Doch ziehen Sie die ICF nicht nur bei diesen Gesundheitsanwendungen in Betracht: Gerade auf der „linken Seite der Schweregradachse“ sind die Klassifizierungskriterien für die Schäden bei den meisten Herstellern sehr „fuzzy“. Was heist schon „unwesentlicher“, „leichter“ oder „vernachlässigbarer“ Schaden? Mit der ICF können Sie präzise definieren, was Sie damit meinen.
Ein Appell
Die Präzision, mit der Sie Ihre Risikoakzeptanzmatrix beschreiben, zeigt, wie wichtig Ihnen Ihre Patienten wirklich sind.
Wer hier schlampt, wer die tatsächlichen Schäden nicht systematisch analysiert, die durch das eigene Medizinprodukt entstehen können, wer glaubt, dass diese Schäden nur durch Tod-Nicht-Tod oder Reversibel-Nicht-Reversibel beschrieben werden könnten, kommt seiner ethischen und gesetzlichen Pflicht nicht nach.
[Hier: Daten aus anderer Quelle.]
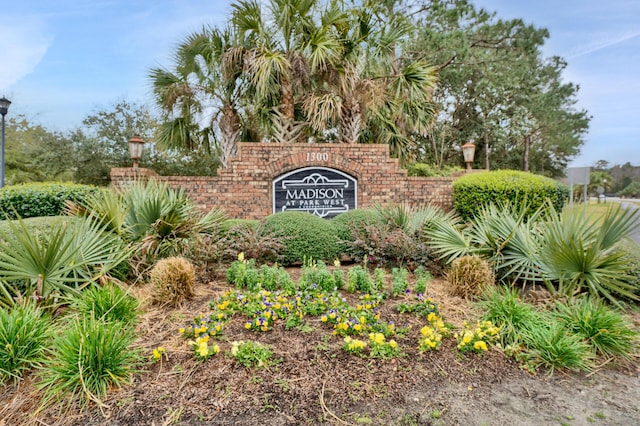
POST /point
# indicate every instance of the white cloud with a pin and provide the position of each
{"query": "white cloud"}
(24, 44)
Medizinprodukte zu entwickeln, heißt Verantwortung zu übernehmen und Folgen abzuschätzen und zu bewerten. Die „Internationale Klassifikation der Funktionsfähigkeit, Behinderung und Gesundheit“ ICF ist ein nützliches Werkzeug zumindest bei der Klassifizierung möglicher Schweregrade. Nutzen Sie sie!
Ein interessanter Artikel!
Im Satz „….wer glaubt, dass diese Schäden nur durch Tod-Nicht-Tod oder Reversibel-Nicht-Reversibel beschrieben werden könnten, kommt seiner ethischen und gesetzlichen Pflicht nach“ fehlt aber wohl das „NICHT“.
Oder wird jetzt alles doch viel einfacher? ;-]
Viele Grüsse aus der Schweiz
J. Kraft
Absolut, danke!! Ist korrigiert! Nochmals danke!